Un siècle et demi plus tard, en 1869, le jeune
Paul Verlaine fait paraître son recueil de poèmes « Fêtes galantes » directement inspiré de l'oeuvre de Watteau.
« Qui d'autre mieux que
Verlaine a compris qu'un poème est de la musique avant toute chose. » Elle est constante dans ses vers : sonorité, répétitions, pas de danse, sensations.
Watteau se fait lui-même musicien dans ses tableaux : « Fêtes vénitiennes » ; ou montre des musiciens qui apparaissent dans la plupart de ses toiles : « Les charmes de la vie, « La gamme d'
amour ». La peinture elle-même est musique et rythme la composition : les personnages de « Pèlerinage à l'île de Cythère » s'invitent, se lèvent, discutent, s'enlacent au rythme d'un menuet.
Verlaine nous étourdit par la danse dans le poème « Mandoline » : « Leurs courtes vestes de soie / Leurs longues robes à queues / Leur élégance, leur joie / Et leurs molles ombres bleues / Tourbillonnent dans l'extase ».
« Les « Fêtes galantes » sont un éternel bijou », écrit Mallarmé. Watteau a introduit la grâce musicale en peinture ;
Verlaine est le poète qui a musicalisé la langue française. Il nous invite au songe dans « L'allée » : « Fardée et peinte comme au temps des bergeries / Frêle parmi les noeuds énormes de rubans / Elle passe, sous les ramures assombries / Dans l'allée où verdit la mousse des vieux bancs ».
Un poète grec Simonide de Céos et le peintre
Léonard de Vinci comparèrent la peinture à la poésie. Un chapitre du livre s'interroge : « des « Fêtes galantes » préimpressionnistes ? » On peut se poser cette question, car
Verlaine est contemporain de la plupart des peintres avant-gardistes. Lorsque paraît le recueil en 1869, Monet et Renoir créent l'impressionnisme en allant peindre ensemble la guinguette La Grenouillère sur l'île de Croissy. La peinture de Watteau et la poésie de
Verlaine cherchent, eux aussi, à rendre la sensation, la fugacité des choses. D'ailleurs, Monet affectionnait « L'embarquement pour Cythère » et Renoir a été influencé par des scènes de Watteau dans ses toiles « La Promenade » ou « Les
amoureux ».
On pourrait alors parler de signes avant-coureurs de l'impressionnisme… Pourtant l'auteur ne retient pas l'image impressionniste : pour lui, Watteau et
Verlaine proposent une perception de la réalité alors que les impressionnistes créent un univers onirique. J'ai un avis différent de l'auteur sur la poésie de
Verlaine dans laquelle je retrouve tout ce que j'aime chez mes amis peintres : spontanéité, atmosphère trouble, vivacité de la touche …

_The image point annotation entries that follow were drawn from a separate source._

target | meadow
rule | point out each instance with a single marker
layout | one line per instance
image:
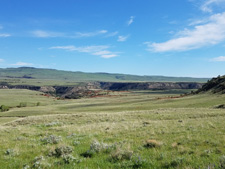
(134, 129)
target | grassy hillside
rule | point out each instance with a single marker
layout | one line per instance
(215, 85)
(142, 129)
(28, 75)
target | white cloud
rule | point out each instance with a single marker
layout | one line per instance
(46, 34)
(90, 34)
(4, 35)
(22, 64)
(112, 34)
(208, 4)
(109, 56)
(218, 59)
(131, 20)
(122, 38)
(210, 33)
(98, 50)
(50, 34)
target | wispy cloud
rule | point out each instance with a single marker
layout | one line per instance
(218, 59)
(4, 35)
(46, 34)
(51, 34)
(22, 64)
(90, 34)
(98, 50)
(122, 38)
(208, 4)
(210, 33)
(130, 21)
(112, 34)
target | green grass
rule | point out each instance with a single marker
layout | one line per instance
(35, 76)
(190, 130)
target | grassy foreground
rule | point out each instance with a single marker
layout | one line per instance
(144, 129)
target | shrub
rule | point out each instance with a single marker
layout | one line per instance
(39, 162)
(10, 152)
(53, 124)
(120, 155)
(68, 159)
(97, 147)
(52, 139)
(4, 108)
(174, 163)
(221, 106)
(222, 162)
(76, 142)
(61, 151)
(23, 104)
(152, 144)
(88, 154)
(138, 162)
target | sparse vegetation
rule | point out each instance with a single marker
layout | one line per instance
(4, 108)
(129, 130)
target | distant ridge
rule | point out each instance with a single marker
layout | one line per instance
(60, 75)
(215, 85)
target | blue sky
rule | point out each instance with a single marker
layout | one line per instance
(147, 37)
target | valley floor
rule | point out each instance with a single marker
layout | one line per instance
(136, 129)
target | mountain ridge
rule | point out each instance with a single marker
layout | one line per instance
(78, 76)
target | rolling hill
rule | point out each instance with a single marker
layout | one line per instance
(34, 74)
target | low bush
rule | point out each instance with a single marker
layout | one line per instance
(4, 108)
(61, 151)
(222, 162)
(120, 155)
(152, 144)
(52, 139)
(22, 104)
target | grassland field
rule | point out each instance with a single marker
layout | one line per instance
(134, 129)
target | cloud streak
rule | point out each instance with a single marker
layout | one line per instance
(208, 4)
(51, 34)
(22, 64)
(130, 21)
(4, 35)
(98, 50)
(46, 34)
(218, 59)
(122, 38)
(210, 33)
(90, 34)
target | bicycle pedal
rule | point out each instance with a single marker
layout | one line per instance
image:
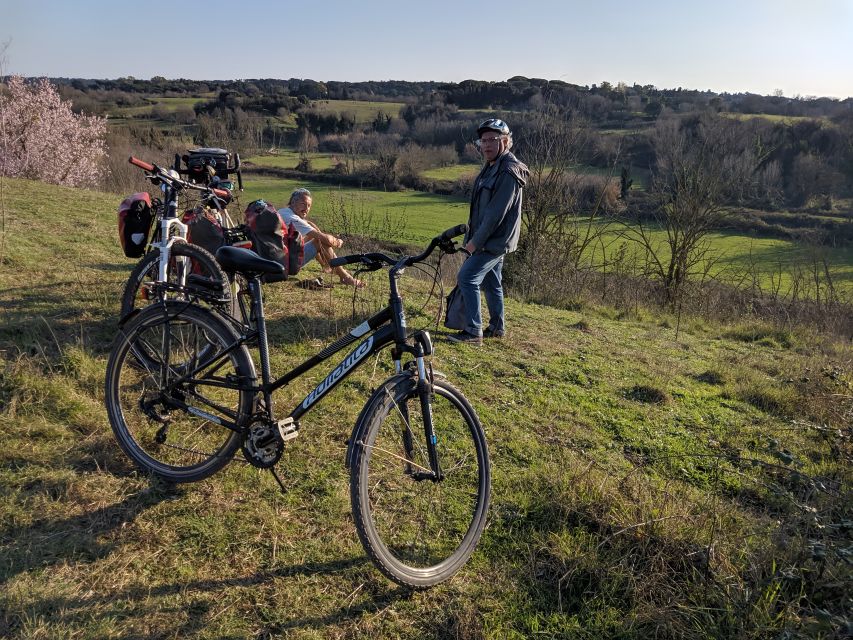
(287, 429)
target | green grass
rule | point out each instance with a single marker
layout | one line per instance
(170, 104)
(286, 159)
(777, 263)
(643, 485)
(770, 117)
(424, 214)
(364, 111)
(453, 172)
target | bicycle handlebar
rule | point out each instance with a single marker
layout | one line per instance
(375, 260)
(161, 174)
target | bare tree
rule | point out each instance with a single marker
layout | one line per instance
(4, 149)
(559, 233)
(700, 163)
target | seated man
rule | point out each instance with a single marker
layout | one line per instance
(317, 244)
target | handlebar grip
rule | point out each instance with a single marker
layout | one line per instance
(342, 260)
(458, 230)
(141, 164)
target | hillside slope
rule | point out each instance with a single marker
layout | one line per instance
(645, 482)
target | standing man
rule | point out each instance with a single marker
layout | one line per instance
(317, 244)
(494, 226)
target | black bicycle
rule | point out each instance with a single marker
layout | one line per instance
(418, 460)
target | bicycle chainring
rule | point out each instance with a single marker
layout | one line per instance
(263, 445)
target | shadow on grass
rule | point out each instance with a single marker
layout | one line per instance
(195, 603)
(76, 539)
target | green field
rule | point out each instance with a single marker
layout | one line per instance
(647, 482)
(287, 159)
(769, 117)
(776, 263)
(452, 173)
(424, 214)
(364, 111)
(170, 104)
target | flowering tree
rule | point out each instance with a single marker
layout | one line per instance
(41, 138)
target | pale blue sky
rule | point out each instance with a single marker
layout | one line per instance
(803, 47)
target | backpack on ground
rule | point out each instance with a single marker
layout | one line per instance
(134, 224)
(272, 240)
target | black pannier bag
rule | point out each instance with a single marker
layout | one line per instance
(134, 224)
(272, 240)
(198, 161)
(454, 314)
(204, 228)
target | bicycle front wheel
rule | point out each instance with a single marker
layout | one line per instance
(178, 415)
(418, 530)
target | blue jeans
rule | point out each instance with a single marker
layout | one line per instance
(309, 252)
(482, 271)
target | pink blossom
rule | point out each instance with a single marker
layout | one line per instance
(42, 139)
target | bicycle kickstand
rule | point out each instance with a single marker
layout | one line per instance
(278, 479)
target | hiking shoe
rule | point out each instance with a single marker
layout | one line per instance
(465, 337)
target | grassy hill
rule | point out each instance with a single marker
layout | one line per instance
(646, 482)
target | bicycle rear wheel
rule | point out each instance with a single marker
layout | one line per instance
(171, 415)
(420, 531)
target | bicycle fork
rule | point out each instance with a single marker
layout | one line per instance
(425, 394)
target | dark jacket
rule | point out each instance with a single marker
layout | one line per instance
(495, 219)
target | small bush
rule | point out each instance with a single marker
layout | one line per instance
(647, 394)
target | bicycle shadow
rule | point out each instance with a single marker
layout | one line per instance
(46, 542)
(176, 597)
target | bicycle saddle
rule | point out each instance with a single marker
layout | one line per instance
(247, 262)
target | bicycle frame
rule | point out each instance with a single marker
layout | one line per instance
(382, 329)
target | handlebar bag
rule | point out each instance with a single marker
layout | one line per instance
(271, 239)
(134, 224)
(197, 161)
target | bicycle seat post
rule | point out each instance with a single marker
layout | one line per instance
(256, 292)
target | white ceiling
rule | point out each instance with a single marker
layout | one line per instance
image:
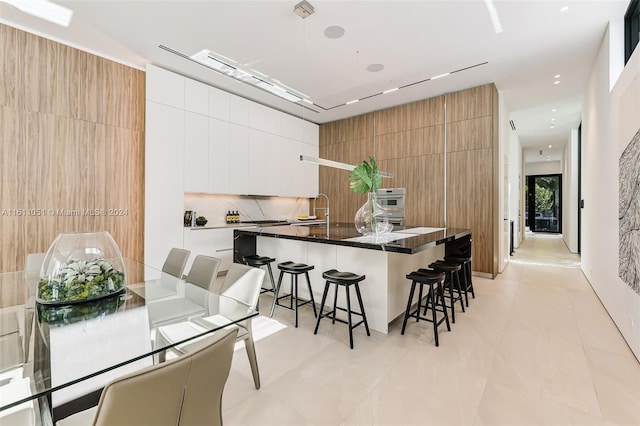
(414, 40)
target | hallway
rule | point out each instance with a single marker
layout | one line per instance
(535, 347)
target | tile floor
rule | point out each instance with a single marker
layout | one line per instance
(535, 347)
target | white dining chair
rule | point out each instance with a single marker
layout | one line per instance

Rubens… Watteau s'inspira de ses toiles en visitant le Palais du Luxembourg à Paris. Nous retrouvons les tonalités colorées du peintre flamand dans son oeuvre où la couleur prime : un jeu des contrastes s'intègre dans l'ensemble et les touches de couleur vibrent et fusionnent. Deux vers de
Verlaine « Car nous voulons la Nuance encore / Pas la couleur, rien que la nuance ! » peuvent s'appliquer à la façon dont Watteau travaille la couleur : non pour elle-même, mais comme nuance, par touches légères, dans un jeu global où tout est lié.
« le
Verlaine des Fêtes galantes peut nous aider à mieux saisir Watteau : à côté du chantre des plaisirs et de la nonchalance, il y a le Watteau peintre de la mélancolie. » Les deux artistes ont en commun une même vision de l'homme où le libertinage n'est finalement qu'une illusion visant à refuser d'affronter la réalité.
Derrière l'évocation des plaisirs chers à Watteau, certains paysages reflètent l'âme du poète, sa propre sensibilité, laissant entrevoir un spleen baudelairien qui va en s'amplifiant au fil des poèmes. « En sourdine » :
« Et quand, solennel, le soir
Des chênes noirs tombera,
Voix de notre désespoir,
Le rossignol chantera. »
Le ton devient sombre dans « Colloque sentimental » :
« Dans le vieux parc solitaire et glacé
Deux spectres ont évoqué le passé. »
Les 22 poèmes des Fêtes galantes illustrés des toiles de Watteau terminent ce très beau livre.